The first documented traces of the presence of Dijon Jews date from the end of the 12th century.
They lived mainly on rue de la Petite-Juiverie, currently called rue Piron , rue des Juifs, currently rue Buffon and rue de la Grande-Juiverie, currently rue Charrue . The synagogue was on the first of these streets. A Jewish cemetery was located in what is now rue Berlier. About fifty Jewish tumular stones were discovered there between 1885 and 1900.
There were famous Jewish doctors in the Middle Ages, including Solomon of Baûme and Elie Sabbat. The 14th century saw a series of expulsions and reintegration, as in other cities of France, ending with an expulsion in 1394.

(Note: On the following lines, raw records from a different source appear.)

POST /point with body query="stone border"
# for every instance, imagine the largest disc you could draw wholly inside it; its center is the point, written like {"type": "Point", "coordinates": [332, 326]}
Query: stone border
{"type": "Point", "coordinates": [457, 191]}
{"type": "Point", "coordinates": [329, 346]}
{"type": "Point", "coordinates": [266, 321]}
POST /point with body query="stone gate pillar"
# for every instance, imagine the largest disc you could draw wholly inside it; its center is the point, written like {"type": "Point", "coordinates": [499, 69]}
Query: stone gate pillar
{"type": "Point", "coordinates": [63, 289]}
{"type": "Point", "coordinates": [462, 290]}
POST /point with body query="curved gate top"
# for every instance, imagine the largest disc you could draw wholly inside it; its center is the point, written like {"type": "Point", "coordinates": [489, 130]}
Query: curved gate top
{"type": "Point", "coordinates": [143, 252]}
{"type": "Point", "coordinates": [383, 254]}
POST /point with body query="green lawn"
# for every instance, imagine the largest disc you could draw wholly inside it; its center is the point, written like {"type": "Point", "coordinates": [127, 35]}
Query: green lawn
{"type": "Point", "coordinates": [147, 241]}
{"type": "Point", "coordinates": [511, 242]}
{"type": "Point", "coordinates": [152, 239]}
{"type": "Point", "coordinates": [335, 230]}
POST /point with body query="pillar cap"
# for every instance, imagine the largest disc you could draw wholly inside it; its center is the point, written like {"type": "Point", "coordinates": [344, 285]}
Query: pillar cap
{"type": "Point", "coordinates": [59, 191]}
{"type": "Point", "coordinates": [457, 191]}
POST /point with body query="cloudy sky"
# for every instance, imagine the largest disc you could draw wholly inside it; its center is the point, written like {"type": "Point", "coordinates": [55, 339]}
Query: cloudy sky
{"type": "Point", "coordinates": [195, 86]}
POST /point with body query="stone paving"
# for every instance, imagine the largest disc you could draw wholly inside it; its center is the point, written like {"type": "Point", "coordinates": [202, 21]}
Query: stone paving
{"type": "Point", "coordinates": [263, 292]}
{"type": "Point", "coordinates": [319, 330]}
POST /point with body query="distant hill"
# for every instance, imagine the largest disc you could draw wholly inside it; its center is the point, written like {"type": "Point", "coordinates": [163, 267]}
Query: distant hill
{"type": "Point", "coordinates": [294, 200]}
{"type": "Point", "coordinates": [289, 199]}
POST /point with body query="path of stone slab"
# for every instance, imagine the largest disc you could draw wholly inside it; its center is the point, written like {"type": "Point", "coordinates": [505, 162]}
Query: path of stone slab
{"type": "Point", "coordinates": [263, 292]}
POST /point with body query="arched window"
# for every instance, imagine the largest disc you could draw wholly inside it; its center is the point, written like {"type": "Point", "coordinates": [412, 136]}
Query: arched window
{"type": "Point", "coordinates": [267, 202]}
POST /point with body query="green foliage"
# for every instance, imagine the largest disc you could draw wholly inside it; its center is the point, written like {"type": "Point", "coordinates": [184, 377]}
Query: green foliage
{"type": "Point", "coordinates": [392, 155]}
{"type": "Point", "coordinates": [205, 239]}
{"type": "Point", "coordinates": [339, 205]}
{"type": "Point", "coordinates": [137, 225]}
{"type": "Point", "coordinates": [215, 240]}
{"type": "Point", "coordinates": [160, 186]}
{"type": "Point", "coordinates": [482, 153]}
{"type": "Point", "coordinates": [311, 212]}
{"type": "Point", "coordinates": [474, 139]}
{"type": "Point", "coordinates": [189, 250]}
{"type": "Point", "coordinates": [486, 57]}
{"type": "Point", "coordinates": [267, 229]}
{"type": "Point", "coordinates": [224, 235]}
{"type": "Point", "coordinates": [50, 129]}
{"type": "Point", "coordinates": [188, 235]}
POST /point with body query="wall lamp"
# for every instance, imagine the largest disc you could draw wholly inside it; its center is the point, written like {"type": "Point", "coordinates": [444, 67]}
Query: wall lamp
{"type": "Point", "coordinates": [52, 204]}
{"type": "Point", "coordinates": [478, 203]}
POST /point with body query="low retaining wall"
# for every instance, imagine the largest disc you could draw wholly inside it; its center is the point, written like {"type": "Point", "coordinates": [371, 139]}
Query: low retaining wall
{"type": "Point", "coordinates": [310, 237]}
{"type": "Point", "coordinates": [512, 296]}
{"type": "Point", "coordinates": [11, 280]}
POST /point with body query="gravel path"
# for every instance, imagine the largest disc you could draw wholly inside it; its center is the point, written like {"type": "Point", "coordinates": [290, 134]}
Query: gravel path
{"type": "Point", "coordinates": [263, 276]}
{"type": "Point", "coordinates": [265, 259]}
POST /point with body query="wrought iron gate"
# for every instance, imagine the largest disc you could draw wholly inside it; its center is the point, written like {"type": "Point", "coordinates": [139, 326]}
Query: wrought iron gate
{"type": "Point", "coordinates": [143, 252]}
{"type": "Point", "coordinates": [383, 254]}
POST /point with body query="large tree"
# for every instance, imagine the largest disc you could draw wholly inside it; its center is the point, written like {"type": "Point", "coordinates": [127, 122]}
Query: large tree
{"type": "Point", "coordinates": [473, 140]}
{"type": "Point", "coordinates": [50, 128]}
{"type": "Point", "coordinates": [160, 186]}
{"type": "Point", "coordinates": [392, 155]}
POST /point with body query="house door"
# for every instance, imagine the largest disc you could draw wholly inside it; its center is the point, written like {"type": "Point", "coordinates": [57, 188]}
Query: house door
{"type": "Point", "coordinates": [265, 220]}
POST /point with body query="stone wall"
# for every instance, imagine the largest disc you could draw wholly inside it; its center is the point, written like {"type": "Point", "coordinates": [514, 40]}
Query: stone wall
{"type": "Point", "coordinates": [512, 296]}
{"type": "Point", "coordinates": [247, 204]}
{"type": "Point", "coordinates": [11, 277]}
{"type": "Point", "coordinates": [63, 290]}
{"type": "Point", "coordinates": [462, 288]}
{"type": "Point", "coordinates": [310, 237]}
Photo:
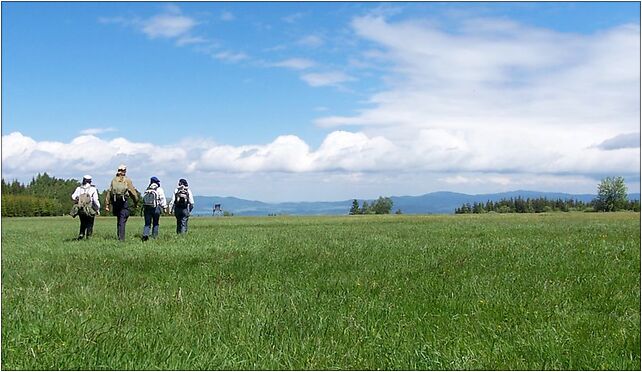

The emancipation granted by the French Revolution allowed the Jews to return to these lands, an overwhelming majority of Jews of Alsatian origin. The Jewish population thus went from 50 families at the turn of the 19th century to 400 individuals at the beginning of the 20th century.
The current neo-Byzantine style synagogue was built by the architect Alfred Sirodot in the 1870s, replacing the too small one on rue des Champs.
A large part of the 376 Dijon Jews identified in 1941 and resistance fighters in the city were victims of the Shoah. Among them, Rabbi Elie Cyper, prisoner of war in 1939 who escaped and joined the Resistance, captain of FFI in particular in Périgueux, who was deported and murdered in Lithuania in 1944. Help from the population of Dijon and smuggling networks allowed half of Dijon’s Jews to flee south.
In the aftermath of the war, the community was rebuilt thanks to the arrival of Jews from North Africa and Alsace.